Cities, Artists, Culture
A bi-lingual adaptation of Lorca’s Blood Wedding as a model of social resilience
In May 2018 I travelled to Spain with a company of 8 undergraduate student actors to meet 8 acting students from the Escuela TAI, Madrid with whom they had been sharing an intensive, virtual rehearsal process since January. Our shared project was the development of a new adaptation of Lorca’s Blood Wedding for ensemble performance in Spanish and English, in Madrid and subsequently in London. This Erasmus-funded project aims to promote language learning through high-level engagement with the dramaturgical processes involved in working with text in translation simultaneously developing young artists’ performance skills and professional networks.

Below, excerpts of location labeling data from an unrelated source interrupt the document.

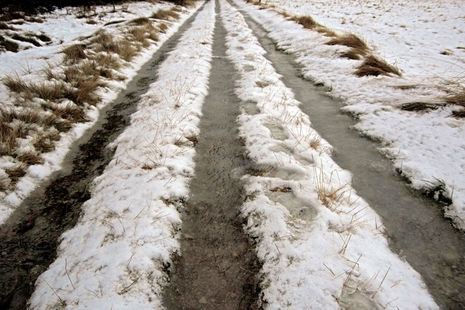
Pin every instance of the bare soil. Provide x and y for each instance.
(217, 267)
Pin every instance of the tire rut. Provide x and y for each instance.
(415, 226)
(217, 268)
(30, 237)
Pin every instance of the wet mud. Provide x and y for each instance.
(217, 267)
(29, 239)
(414, 223)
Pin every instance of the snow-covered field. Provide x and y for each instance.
(322, 246)
(425, 40)
(132, 211)
(66, 27)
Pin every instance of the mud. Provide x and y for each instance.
(29, 239)
(415, 226)
(217, 268)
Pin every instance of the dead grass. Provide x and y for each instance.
(127, 50)
(459, 113)
(139, 21)
(457, 99)
(5, 26)
(139, 34)
(27, 39)
(306, 21)
(71, 113)
(85, 65)
(107, 61)
(8, 45)
(357, 45)
(16, 173)
(162, 27)
(165, 14)
(31, 159)
(373, 66)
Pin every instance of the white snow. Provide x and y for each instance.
(65, 29)
(316, 255)
(114, 257)
(425, 40)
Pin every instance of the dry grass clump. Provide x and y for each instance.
(165, 14)
(162, 28)
(104, 43)
(8, 45)
(373, 66)
(5, 26)
(16, 173)
(65, 94)
(139, 21)
(457, 99)
(459, 113)
(306, 21)
(139, 34)
(107, 61)
(358, 47)
(75, 52)
(31, 159)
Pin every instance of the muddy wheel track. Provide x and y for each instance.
(218, 267)
(30, 237)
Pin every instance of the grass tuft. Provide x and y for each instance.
(139, 21)
(31, 159)
(75, 52)
(373, 66)
(358, 48)
(457, 99)
(306, 21)
(165, 14)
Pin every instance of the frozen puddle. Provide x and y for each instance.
(296, 207)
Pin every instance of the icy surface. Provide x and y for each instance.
(425, 40)
(114, 257)
(65, 29)
(322, 246)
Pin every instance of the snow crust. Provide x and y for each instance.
(322, 246)
(114, 258)
(65, 30)
(425, 40)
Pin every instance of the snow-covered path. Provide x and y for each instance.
(217, 191)
(415, 225)
(217, 258)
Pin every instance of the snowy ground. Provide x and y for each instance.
(322, 246)
(132, 211)
(425, 40)
(64, 28)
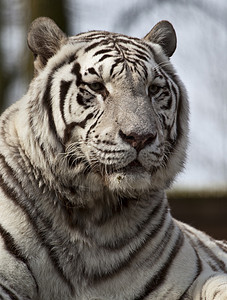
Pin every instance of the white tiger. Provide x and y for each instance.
(85, 158)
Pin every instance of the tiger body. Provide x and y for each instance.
(85, 158)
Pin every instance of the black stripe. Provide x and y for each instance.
(117, 61)
(64, 87)
(102, 51)
(198, 272)
(93, 125)
(219, 263)
(96, 44)
(156, 280)
(14, 250)
(76, 71)
(71, 126)
(104, 57)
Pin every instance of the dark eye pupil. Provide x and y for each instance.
(96, 86)
(153, 89)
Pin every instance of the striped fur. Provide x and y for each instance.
(85, 158)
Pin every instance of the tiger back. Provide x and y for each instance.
(85, 159)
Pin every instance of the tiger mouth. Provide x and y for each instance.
(133, 167)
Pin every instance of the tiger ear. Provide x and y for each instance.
(44, 40)
(163, 34)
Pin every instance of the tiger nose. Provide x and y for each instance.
(138, 141)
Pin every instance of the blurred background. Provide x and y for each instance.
(199, 194)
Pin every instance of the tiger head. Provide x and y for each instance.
(114, 103)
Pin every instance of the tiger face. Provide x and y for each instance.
(116, 104)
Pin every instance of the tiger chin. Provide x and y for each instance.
(85, 159)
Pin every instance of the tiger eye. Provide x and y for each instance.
(96, 86)
(153, 89)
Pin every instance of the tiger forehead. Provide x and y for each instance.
(117, 53)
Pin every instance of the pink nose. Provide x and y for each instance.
(138, 141)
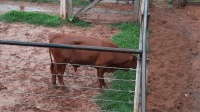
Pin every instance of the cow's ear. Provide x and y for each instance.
(131, 58)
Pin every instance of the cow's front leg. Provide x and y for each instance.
(53, 73)
(61, 70)
(101, 82)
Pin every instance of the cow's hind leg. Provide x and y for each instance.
(61, 70)
(53, 69)
(101, 82)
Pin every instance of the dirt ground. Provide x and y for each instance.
(173, 84)
(174, 81)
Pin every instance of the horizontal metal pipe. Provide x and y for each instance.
(67, 46)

However, over the years of developing this project I have increasingly come to understand that whilst there are numerous educational and artistic outcomes for project participants, the primary one may, in fact, be the opportunity for students to engage experientially with European culture and society in a way that creates lifelong impact and fundamentally transforms young actors’ ability to forge a fully invested identity transcending national borders and empowering identities as European citizens and artists. The challenges for all artists in times seemingly dominated by Brexit, the rise of populism and increasing conservatism are immense and particularly so for those at the very start of their careers as borders appear to close and opportunities narrow.
In this paper, therefore, I propose to explore not only the project’s dramaturgical approach but also its socio-linguistic impact and the implications post-Brexit for collaborative arts practice of this kind. I will consider the ways in which European funding streams promote opportunity for young artists by creating lifelong learning opportunities, as well as broader access to employment outside the UK, and will consider the possibility of creative partnerships a post-Erasmus world.